El Gobierno quiere eliminar los telegramas de carga de votos para las próximas elecciones

En un año electoral en donde varias provincias ya decidieron desdoblar las elecciones generales, el oficialismo pretende avanzar con un proyecto para modificar el escrutinio de los comicios presidenciales. Tras el fracaso en 2016 y con la intención de implementar el voto electrónico, ahora arremeten con la digitalización a través de la introducción de un nuevo software para la transmisión de datos. La idea es eliminar el sistema de conteo donde las autoridades de mesa, una vez cerrado el escrutinio confeccionaban un acta que se introducía en sobres lacrados con los resultados y se enviaba en camionetas a los centros de transmisión electoral donde se escaneaban los telegramas y enviaban a un centro de cómputos.

Según el gobierno, es para acelerar y homogenizar la carga de datos, especialmente en zonas rurales.

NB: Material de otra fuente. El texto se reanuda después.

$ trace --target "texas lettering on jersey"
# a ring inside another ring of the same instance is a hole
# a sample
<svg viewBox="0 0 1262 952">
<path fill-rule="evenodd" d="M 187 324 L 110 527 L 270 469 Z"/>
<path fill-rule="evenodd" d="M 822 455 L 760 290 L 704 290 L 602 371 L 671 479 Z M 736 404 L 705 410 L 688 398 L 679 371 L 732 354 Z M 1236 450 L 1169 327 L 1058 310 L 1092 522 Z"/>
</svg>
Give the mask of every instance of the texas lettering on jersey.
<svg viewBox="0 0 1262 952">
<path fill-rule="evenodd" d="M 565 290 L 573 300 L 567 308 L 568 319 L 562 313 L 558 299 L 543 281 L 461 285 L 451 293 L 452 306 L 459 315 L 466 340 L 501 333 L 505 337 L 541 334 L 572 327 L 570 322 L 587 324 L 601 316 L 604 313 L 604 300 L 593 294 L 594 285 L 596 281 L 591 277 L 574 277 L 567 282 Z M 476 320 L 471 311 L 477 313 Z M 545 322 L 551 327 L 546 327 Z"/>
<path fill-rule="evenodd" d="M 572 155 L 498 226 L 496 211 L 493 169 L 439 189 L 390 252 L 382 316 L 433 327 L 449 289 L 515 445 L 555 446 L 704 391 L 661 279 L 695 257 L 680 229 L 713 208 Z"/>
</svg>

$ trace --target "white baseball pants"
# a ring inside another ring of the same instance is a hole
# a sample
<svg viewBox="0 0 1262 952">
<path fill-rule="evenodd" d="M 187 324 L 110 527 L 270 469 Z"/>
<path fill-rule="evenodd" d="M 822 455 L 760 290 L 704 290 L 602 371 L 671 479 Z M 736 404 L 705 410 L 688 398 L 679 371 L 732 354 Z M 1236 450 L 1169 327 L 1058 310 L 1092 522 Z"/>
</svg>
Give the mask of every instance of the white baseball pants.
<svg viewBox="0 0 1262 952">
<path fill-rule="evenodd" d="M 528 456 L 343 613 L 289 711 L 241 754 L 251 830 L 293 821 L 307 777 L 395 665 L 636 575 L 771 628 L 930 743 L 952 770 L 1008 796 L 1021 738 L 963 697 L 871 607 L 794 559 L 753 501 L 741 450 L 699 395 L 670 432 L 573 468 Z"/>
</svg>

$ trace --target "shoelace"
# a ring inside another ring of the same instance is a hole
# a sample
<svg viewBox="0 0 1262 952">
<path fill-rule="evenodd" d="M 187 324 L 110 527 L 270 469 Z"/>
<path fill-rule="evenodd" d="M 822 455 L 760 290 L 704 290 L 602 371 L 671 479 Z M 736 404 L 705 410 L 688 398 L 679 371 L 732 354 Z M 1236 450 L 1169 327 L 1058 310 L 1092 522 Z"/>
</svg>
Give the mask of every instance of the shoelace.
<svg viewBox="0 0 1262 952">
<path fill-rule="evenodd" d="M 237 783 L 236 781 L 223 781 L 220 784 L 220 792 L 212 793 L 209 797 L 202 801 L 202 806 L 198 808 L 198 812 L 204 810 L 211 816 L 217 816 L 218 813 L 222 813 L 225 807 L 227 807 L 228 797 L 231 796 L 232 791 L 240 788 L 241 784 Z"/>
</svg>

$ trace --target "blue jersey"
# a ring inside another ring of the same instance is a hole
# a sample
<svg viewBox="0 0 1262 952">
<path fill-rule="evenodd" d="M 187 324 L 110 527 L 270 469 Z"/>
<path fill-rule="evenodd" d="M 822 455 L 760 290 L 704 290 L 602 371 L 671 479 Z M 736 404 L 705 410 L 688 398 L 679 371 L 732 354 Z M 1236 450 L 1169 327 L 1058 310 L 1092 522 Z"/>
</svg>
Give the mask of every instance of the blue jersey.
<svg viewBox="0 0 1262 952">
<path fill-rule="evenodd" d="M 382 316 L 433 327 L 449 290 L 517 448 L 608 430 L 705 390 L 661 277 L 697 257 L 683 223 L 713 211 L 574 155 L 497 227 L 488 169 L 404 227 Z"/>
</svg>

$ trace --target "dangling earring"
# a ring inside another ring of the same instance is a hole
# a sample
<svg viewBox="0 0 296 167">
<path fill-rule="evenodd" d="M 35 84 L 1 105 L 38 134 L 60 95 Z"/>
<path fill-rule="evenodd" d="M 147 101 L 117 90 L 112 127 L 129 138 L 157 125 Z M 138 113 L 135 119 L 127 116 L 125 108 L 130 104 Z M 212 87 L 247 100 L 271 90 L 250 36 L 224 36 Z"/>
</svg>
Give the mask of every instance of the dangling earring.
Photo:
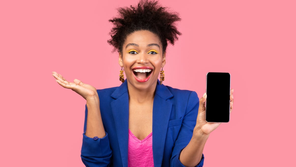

La idea es que cada escuela del país se convierta en un centro de transmisión de datos y para eso la (DINE) Dirección Electoral y el Ministerio de educación tomaran en préstamo 15.000 netbooks del programa Educ.ar y el Correo Argentino licitará la contratación de un nuevo software que permita la transmisión digital de los resultados a empresas de capital extranjero. Lo cierto es que estas modificaciones aún no fueron comunicadas a los demás partidos políticos y además deberían ser introducidos en el Código Electoral. Aunque las voces disidentes todavía no comenzaron a oírse, Mempo Giardinelli publicó una opinión en Página 12 donde anticipa un posible fraude electoral y dijo que nuestro país se encuentra en emergencia gravísima y que posiblemente apelen a cualquier artilugio para continuar gobernando otros 4 años más. En las pasadas elecciones fue muy cuestionado por la oposición sobre quién y cómo controla los datos del software. El juego se abre y la polémica recién comienza.